Artwork includes charts and graphs, maps, photographs, figures, and line art. Images should be clear and neat, and they should be submitted in the original format in which they were created (JPG, TIFF, or EPS; Microsoft Application Files are acceptable for line art). Any scanned images should be set at 1200 dpi for line art and 300 dpi for color or grayscale. There is no fee for color images. Illustrations, figures, and tables are placed within the text at the appropriate points, rather than at the end and are numbered in the order they appear in text. Each table and figure submitted must be cited within the article. Tables should present supporting data in a clear and unambiguous manner.

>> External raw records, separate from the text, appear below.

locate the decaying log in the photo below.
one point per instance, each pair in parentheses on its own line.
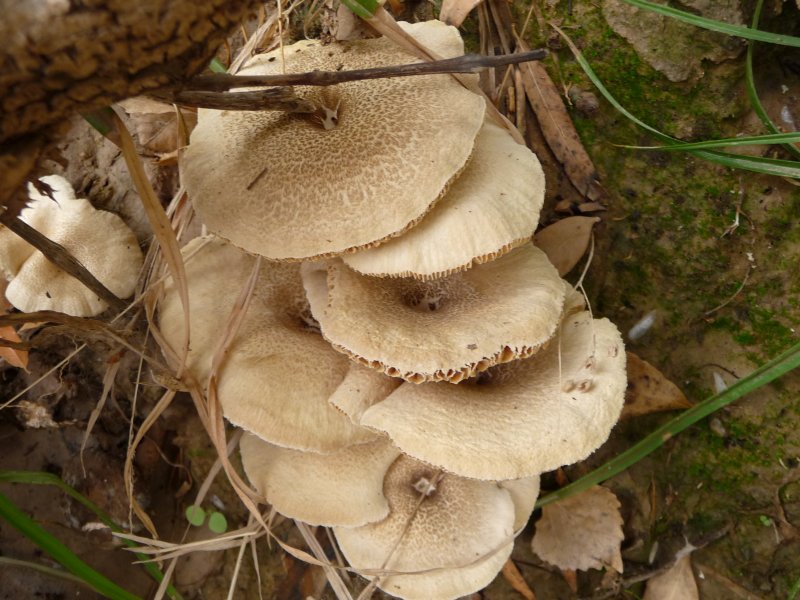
(59,57)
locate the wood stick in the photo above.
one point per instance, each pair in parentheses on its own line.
(469,63)
(60,257)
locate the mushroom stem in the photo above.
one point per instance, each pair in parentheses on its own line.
(59,256)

Material taken directly from a copyrighted source should be clearly identified, and the copyright holder’s written permission to reproduce it must be submitted in a separate file. Note: Obtaining permission to reproduce copyrighted material is the author's responsibility, as is payment of any fees the copyright holder may request. Identifiable audio and visual recordings and images of people should be accompanied by a signed release granting permission for their likeness to be reproduced in an article. (In children's cases, the release form must be signed by a parent or guardian.)

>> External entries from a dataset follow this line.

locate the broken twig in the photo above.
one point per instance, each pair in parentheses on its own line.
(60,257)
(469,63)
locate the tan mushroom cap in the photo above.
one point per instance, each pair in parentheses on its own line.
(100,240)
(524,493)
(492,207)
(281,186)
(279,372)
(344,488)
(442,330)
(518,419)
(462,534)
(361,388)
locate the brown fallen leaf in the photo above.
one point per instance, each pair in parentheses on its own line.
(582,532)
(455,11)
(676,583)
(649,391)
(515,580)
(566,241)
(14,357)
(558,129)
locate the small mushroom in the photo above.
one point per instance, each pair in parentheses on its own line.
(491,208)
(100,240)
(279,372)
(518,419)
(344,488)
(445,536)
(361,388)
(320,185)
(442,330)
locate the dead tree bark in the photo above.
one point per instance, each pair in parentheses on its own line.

It is the author’s responsibility to disclose any potential conflict of interest regarding the manuscript. Additionally, any identifying information regarding a patient should be removed from the manuscript, or informed consent from the patient will be required.
Music and Medicine is a member of the Committee on Publication Ethics (COPE) and subscribes to the Code of Conduct and Best Practice Guidelines for Journal
Manuscripts are submitted thought the journal website submission system (mmd.iammonline.com). Authors need to indicate the type of submission and complete the submission checklist.

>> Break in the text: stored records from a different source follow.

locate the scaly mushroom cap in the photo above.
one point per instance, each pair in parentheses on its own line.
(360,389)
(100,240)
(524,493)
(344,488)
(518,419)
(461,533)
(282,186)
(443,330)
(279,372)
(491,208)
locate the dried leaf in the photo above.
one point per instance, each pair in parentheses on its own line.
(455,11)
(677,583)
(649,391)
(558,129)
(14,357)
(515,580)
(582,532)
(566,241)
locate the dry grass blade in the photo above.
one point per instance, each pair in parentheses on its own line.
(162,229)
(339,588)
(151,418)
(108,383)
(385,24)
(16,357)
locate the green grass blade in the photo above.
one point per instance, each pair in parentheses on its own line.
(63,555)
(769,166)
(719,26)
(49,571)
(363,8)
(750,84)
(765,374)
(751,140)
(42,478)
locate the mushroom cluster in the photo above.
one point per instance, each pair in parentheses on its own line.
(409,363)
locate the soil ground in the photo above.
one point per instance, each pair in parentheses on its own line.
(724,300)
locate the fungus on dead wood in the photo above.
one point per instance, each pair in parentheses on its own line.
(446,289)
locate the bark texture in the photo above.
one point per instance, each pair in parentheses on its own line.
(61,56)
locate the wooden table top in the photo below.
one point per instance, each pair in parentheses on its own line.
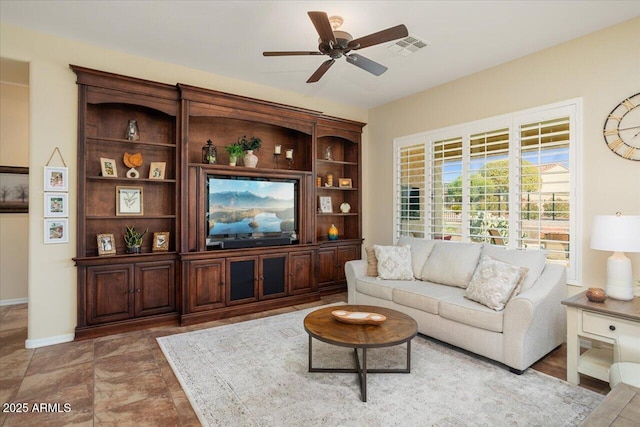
(625,309)
(397,329)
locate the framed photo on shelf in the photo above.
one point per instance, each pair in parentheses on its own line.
(56,179)
(108,167)
(14,187)
(156,170)
(106,244)
(56,205)
(160,241)
(345,183)
(325,204)
(56,231)
(129,201)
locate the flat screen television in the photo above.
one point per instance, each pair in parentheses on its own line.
(251,211)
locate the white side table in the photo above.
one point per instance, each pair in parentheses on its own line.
(602,323)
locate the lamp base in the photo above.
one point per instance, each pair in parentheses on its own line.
(619,277)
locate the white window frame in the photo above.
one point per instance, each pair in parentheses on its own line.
(570,108)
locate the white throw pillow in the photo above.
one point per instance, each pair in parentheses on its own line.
(495,282)
(533,259)
(394,262)
(452,263)
(420,251)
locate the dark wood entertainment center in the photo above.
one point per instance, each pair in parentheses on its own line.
(187,283)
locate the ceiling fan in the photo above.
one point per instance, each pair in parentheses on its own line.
(336,44)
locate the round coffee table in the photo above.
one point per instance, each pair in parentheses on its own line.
(397,329)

If you article considered for publication in Music and Medicine includes audio or video material, please contact the production editor. We are able to handle all common file formats and will make sure that your material is available for our readers.
As part of the submission process, authors are required to check off their submission's compliance with all of the following items, and submissions may be returned to authors that do not adhere to these guidelines.
The submission has not been previously published, nor is it before another journal for consideration (or an explanation has been provided in Comments to the Editor).
The submission file is in OpenOffice, Microsoft Word, RTF, or WordPerfect document file format.
Where available, URLs for the references have been provided.
The text is single-spaced; uses a 12-point font; employs italics, rather than underlining (except with URL addresses); and all illustrations, figures, and tables are placed within the text at the appropriate points, rather than at the end.
The text adheres to the stylistic and bibliographic requirements outlined in the Author Guidelines, which is found in About the Journal.
If submitting to a peer-reviewed section of the journal, the instructions in Ensuring a Blind Review have been followed.